8.0 KiB
Migration Issues Post-Mortem: What We Actually Fixed
Date: 2025-12-19 Status: MIGRATION BUGS IDENTIFIED AND FIXED
Summary
During the v0.1.27 migration implementation, we discovered critical migration bugs that were never documented in the original issue files. This document explains what went wrong, what we fixed, and what was falsely marked as "completed".
The Original Documentation Gap
What Was in SOMEISSUES_v0.1.26.md
The "8 issues" file (Dec 19, 13336 bytes) documented:
- Issues #1-3: Critical user-facing bugs (scan data in wrong tables)

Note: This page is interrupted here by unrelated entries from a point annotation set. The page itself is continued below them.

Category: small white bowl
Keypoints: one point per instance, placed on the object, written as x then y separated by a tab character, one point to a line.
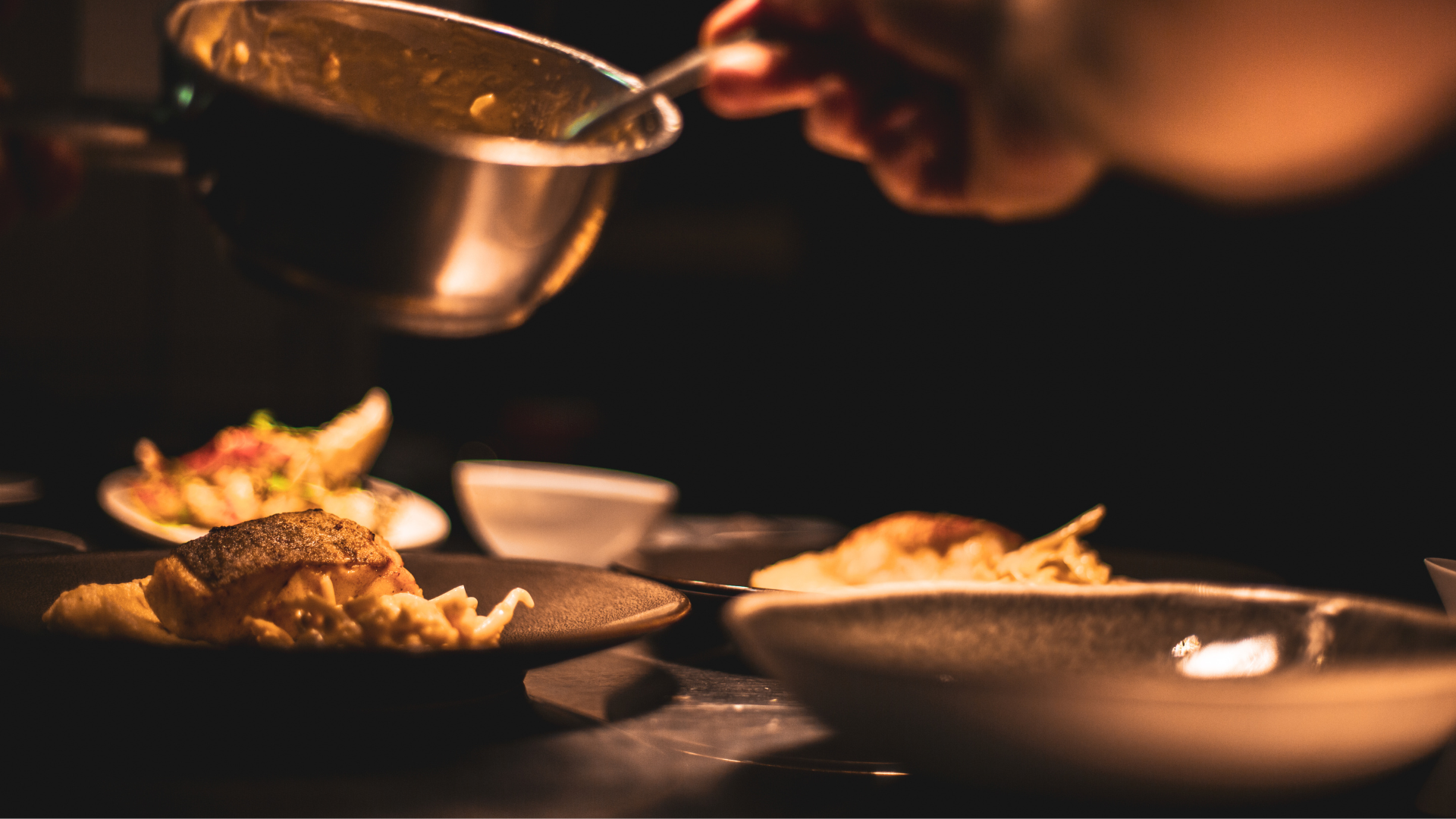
1103	689
558	512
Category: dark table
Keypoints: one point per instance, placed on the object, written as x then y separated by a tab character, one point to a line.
622	732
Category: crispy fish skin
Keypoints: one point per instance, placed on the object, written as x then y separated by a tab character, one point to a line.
207	586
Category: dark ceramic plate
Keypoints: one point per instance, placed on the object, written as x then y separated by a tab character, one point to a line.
577	608
190	695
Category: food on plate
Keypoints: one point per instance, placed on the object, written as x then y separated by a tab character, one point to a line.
267	468
918	545
297	579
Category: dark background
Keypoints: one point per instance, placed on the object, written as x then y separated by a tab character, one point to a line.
764	328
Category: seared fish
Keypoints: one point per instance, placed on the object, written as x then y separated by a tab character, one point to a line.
218	586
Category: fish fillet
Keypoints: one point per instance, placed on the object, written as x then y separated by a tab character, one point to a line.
218	586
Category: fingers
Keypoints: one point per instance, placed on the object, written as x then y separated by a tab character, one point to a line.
756	79
728	18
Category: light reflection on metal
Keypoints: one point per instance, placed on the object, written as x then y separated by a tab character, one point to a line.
1253	656
447	228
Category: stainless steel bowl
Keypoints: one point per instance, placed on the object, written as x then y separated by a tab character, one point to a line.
398	158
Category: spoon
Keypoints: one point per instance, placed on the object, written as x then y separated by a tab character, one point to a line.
674	79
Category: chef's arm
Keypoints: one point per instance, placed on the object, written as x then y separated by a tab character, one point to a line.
1012	108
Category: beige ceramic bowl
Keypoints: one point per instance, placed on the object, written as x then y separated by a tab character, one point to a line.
1104	691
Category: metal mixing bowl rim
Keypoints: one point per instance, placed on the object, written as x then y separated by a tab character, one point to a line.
481	148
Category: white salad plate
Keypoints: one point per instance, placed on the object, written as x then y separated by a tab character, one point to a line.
417	523
1147	689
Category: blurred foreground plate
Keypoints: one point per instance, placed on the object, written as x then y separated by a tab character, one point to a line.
201	701
417	522
1161	689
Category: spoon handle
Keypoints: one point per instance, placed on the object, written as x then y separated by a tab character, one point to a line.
674	79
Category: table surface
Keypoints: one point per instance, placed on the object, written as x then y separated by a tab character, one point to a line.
613	733
617	733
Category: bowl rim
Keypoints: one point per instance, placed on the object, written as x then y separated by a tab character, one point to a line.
460	471
1353	679
479	148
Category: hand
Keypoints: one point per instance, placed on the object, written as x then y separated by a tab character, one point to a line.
1011	108
900	86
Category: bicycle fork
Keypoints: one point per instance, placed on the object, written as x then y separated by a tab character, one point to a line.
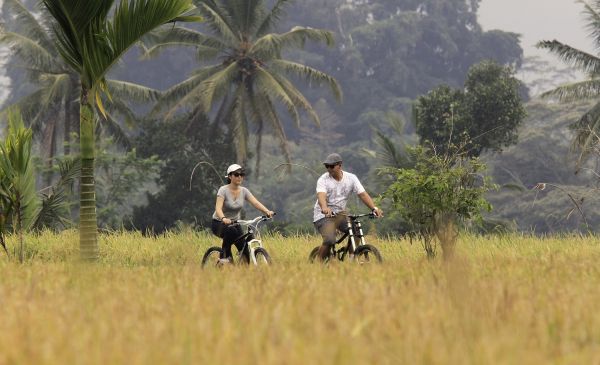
355	231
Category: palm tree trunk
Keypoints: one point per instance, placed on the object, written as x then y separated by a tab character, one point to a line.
88	225
19	226
67	131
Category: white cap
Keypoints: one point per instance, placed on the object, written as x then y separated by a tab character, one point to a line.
233	168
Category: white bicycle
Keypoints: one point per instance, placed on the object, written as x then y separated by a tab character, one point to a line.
257	254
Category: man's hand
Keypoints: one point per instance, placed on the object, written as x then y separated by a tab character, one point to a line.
327	211
378	212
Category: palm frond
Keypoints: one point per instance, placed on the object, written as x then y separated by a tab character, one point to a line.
239	123
54	198
132	20
184	94
77	25
184	36
270	45
55	87
217	85
268	85
131	91
310	74
584	61
298	99
593	24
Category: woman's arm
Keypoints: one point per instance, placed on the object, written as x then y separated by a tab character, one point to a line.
219	210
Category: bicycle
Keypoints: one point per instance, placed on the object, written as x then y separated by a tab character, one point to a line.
257	254
360	252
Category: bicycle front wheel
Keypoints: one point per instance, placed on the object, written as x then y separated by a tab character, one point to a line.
314	254
367	254
211	258
262	257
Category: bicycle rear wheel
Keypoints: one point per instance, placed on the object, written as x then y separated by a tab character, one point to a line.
367	254
211	258
262	257
313	254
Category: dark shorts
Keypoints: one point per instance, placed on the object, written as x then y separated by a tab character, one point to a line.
328	227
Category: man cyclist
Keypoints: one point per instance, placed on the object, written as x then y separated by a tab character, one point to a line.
333	189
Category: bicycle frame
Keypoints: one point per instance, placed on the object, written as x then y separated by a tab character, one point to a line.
354	224
253	233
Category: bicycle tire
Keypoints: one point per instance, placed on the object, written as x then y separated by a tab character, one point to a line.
211	257
262	257
366	253
313	254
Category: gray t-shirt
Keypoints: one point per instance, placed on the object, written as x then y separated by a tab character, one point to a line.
232	208
337	192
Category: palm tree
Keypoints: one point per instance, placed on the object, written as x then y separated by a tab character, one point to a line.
249	77
91	44
56	85
18	199
587	128
21	207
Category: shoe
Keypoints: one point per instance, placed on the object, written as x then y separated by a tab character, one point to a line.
224	262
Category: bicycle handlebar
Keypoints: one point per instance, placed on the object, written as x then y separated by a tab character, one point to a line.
260	218
355	216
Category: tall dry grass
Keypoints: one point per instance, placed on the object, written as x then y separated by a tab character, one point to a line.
505	300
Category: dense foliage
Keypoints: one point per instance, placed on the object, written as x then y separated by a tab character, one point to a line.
201	148
484	116
438	193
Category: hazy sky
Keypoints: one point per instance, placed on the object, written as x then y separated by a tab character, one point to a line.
537	20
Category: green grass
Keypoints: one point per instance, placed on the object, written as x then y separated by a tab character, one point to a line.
505	300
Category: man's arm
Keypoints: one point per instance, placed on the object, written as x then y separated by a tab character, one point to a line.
322	199
366	199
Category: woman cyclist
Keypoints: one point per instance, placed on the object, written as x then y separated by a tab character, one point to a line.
228	207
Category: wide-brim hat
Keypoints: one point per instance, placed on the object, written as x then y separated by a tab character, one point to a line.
233	168
332	159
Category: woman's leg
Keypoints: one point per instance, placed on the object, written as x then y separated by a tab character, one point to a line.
230	233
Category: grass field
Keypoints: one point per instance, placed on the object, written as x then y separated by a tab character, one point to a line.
505	300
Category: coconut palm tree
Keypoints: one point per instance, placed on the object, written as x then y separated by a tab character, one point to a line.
18	199
248	77
21	207
52	105
587	128
90	44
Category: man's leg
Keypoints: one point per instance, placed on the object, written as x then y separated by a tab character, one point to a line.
326	227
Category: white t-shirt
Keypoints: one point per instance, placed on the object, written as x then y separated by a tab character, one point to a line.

- Issues #4-5: Missing route registrations
- Issue #6: Migration 022 not applied
- Issues #7-8: Code quality (naming violations)
What Was NOT Documented
Migration system bugs discovered during investigation:
- Migration 017 completely redundant with 016 (both add machine_id column)
- Migration 021 has manual INSERT into schema_migrations (line 27)

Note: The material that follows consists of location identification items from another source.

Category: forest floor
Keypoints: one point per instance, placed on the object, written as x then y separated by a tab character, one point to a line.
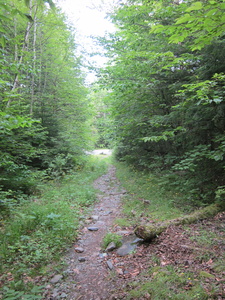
184	262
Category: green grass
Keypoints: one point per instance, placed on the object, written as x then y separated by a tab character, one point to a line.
111	237
168	283
39	231
146	199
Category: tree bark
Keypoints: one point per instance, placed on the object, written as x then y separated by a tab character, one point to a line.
151	231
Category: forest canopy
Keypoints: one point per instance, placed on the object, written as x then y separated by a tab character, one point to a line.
44	114
165	78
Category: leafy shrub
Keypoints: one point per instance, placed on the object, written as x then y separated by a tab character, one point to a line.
111	237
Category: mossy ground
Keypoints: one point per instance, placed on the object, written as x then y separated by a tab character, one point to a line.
185	261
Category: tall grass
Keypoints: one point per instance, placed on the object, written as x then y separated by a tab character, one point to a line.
41	229
145	197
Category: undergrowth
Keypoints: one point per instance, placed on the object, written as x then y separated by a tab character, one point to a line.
42	228
148	201
145	199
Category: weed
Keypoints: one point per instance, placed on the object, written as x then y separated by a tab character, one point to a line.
122	222
168	283
145	198
40	229
111	237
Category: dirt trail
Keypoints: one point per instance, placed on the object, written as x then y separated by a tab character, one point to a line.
91	276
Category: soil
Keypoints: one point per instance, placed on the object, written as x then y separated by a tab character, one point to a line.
110	277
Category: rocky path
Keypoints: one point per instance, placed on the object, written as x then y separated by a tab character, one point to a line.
88	273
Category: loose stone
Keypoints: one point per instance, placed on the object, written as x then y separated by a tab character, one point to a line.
82	259
56	278
111	247
110	265
93	228
79	249
95	218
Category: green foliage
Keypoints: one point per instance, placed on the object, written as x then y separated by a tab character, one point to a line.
173	283
144	195
41	228
111	237
167	98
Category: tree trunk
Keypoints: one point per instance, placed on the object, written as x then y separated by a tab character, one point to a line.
151	231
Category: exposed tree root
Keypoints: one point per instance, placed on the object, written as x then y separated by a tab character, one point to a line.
151	231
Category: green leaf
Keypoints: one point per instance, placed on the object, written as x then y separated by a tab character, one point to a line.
195	6
183	19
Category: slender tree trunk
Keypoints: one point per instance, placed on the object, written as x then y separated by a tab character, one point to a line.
24	47
34	61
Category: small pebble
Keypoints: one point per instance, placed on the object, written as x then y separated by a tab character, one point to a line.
93	228
110	265
79	249
56	278
82	259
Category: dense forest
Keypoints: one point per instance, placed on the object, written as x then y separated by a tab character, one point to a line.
158	103
165	79
44	109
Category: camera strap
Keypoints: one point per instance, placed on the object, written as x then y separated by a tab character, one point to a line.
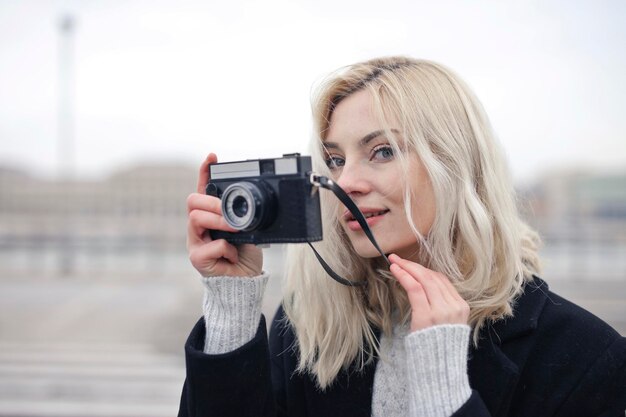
325	182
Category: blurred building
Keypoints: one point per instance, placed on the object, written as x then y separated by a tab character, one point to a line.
581	217
68	225
578	206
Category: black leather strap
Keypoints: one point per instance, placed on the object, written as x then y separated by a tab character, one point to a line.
329	184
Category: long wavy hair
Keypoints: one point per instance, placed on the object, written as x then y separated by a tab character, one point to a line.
477	239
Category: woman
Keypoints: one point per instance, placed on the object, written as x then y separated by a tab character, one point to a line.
457	325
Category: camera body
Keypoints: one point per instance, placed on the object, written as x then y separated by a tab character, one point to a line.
267	200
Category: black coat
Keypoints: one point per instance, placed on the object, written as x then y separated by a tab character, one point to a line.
551	359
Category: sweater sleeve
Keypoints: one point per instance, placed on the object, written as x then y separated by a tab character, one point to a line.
232	311
437	370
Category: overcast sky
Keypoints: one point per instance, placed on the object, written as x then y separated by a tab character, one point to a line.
173	80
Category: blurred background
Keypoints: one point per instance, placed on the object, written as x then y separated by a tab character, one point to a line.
108	108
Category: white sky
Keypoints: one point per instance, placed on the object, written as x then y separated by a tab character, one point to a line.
173	80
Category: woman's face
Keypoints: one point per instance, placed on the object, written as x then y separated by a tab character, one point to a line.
362	162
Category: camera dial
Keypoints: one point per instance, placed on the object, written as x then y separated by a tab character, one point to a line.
247	206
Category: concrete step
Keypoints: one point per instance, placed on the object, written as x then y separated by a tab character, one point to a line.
88	380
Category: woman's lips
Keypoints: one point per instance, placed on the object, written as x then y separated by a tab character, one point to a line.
371	221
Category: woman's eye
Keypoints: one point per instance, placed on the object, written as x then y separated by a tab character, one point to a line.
334	162
382	153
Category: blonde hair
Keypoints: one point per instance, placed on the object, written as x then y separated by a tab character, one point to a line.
477	239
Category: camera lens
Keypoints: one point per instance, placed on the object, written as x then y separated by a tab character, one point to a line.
240	206
248	206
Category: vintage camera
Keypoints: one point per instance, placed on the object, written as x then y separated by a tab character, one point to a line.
267	200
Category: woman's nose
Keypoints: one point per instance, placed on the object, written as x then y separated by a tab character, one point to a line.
353	180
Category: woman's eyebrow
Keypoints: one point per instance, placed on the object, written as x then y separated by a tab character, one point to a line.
364	141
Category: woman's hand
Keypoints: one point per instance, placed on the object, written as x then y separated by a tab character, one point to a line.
433	298
215	257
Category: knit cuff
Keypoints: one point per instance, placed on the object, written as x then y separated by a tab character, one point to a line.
437	369
232	310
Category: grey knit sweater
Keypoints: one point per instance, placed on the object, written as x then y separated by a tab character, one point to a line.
423	373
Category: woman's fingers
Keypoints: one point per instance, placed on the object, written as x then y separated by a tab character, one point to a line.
213	251
425	277
433	298
197	201
203	175
200	221
415	291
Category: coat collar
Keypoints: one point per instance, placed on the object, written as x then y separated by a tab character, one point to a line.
494	366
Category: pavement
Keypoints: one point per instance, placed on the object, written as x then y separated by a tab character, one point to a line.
113	346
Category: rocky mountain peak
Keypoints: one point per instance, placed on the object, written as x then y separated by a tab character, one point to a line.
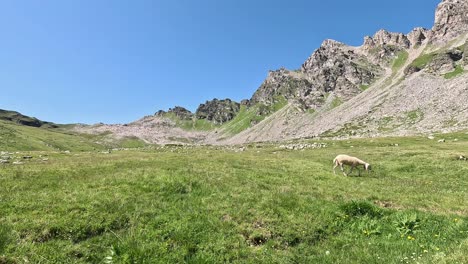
451	20
417	36
383	37
178	111
218	111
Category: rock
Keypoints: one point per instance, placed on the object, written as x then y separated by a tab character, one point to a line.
417	36
465	53
385	38
218	111
441	64
178	111
451	20
411	69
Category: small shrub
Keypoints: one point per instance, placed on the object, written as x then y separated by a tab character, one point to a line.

- Migration runner has duplicate INSERT logic (db.go lines 103 and 116)
- Error handling falsely marks failed migrations as "applied"

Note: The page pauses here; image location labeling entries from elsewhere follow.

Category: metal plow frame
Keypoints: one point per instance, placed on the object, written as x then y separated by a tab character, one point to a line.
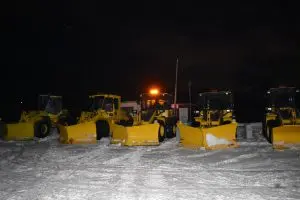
19	131
141	135
82	133
285	136
219	137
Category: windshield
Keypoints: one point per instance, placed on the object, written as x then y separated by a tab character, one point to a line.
50	104
215	101
282	97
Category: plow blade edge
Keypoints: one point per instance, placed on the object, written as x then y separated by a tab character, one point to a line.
19	131
218	137
141	135
82	133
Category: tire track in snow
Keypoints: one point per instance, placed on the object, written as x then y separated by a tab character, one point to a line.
234	160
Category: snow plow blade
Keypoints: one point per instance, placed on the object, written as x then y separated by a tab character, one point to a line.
141	135
19	131
82	133
218	137
285	136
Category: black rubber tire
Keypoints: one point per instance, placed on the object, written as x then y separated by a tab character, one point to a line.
42	128
174	130
169	131
66	120
161	137
102	128
269	132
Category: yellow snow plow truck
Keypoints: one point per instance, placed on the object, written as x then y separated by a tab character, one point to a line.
282	118
96	120
35	123
215	127
156	121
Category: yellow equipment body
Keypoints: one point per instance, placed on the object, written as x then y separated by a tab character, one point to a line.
216	126
141	135
96	123
217	137
152	125
285	136
78	134
36	123
282	120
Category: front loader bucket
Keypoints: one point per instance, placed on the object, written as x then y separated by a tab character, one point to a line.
285	136
19	131
140	135
218	137
82	133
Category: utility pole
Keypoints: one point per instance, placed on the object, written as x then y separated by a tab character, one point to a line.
190	95
175	96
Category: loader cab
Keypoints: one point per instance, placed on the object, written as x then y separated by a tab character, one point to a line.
49	103
282	104
155	103
108	103
216	107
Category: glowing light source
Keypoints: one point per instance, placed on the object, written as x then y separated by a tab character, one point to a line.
154	91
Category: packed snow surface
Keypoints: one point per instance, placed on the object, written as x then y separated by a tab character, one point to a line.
46	170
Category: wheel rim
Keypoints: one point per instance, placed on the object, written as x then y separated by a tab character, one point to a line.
174	129
44	129
162	131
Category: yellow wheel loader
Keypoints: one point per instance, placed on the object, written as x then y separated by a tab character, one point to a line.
281	125
35	123
156	121
215	127
96	121
131	108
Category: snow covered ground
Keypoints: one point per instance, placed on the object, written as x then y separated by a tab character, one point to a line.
48	170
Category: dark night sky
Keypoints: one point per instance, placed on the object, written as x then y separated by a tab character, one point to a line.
72	47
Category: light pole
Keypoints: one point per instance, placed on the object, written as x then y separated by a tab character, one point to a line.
175	96
190	97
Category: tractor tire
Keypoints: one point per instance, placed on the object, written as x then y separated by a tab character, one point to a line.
174	129
102	128
42	128
66	120
169	131
161	132
269	132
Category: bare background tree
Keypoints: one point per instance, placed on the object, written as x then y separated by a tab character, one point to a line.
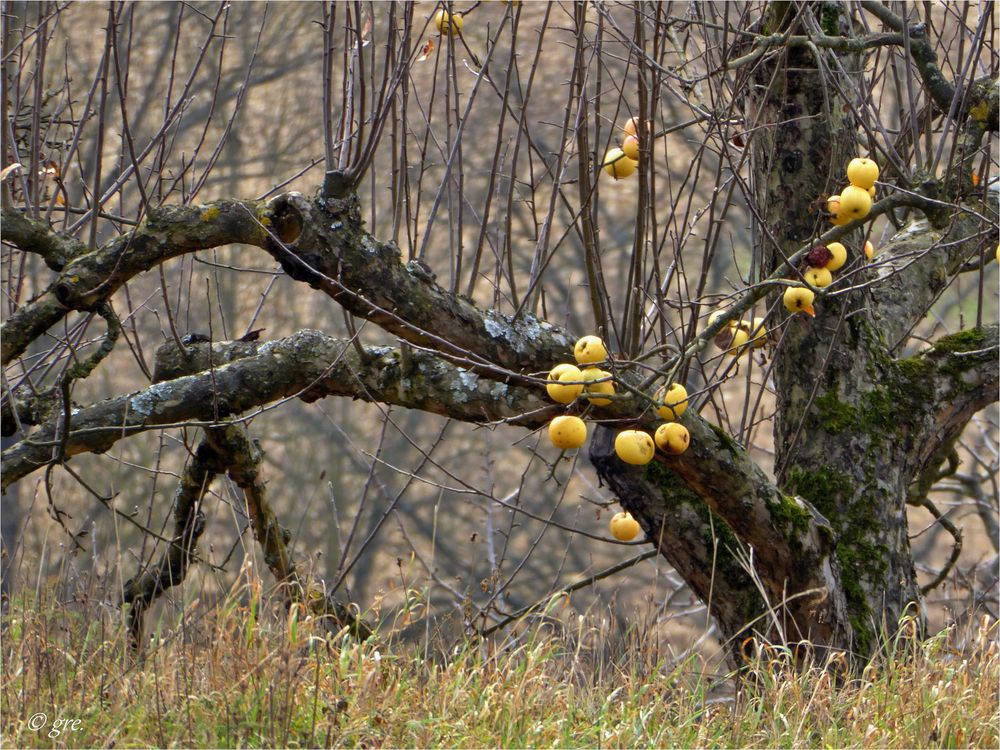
180	295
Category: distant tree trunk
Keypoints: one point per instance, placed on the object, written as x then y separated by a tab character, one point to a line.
10	523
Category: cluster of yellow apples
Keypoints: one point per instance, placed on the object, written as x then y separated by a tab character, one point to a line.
622	161
623	527
637	447
740	337
567	382
854	201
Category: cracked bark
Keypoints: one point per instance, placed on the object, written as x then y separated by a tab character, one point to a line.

These were never in any issues file. I discovered them when investigating your "duplicate key value violates unique constraint" error.
What Actually Happened: The Migration Failure Chain
Timeline of Failure
-
Migration 016 runs successfully
- Adds machine_id column to agents table
- Creates agent_update_packages table
- ✅ Success
-
Migration 017 attempts to run
- Tries to ADD COLUMN machine_id (already exists from 016)
- PostgreSQL returns: "column already exists"
- Error handler catches "already exists" error
- Rolls back transaction BUT marks migration as "applied" (line 103)
- ⚠️ Partial failure - db is now inconsistent
-
Migration 021 runs
- CREATE TABLE storage_metrics succeeds
- Manual INSERT at line 27 attempts to insert version
- PostgreSQL returns: "duplicate key value violates unique constraint"
- ❌ Migration fails
-
Migration 022 runs
- ADD COLUMN subsystem succeeds
- Migration completes successfully
- ✅ Success
Resulting Database State
-- schema_migrations shows:
016_agent_update_packages.up.sql ✓
017_add_machine_id.up.sql ✓ (but didn't actually do anything)
021_create_storage_metrics.up.sql ✗ (marked as applied but failed)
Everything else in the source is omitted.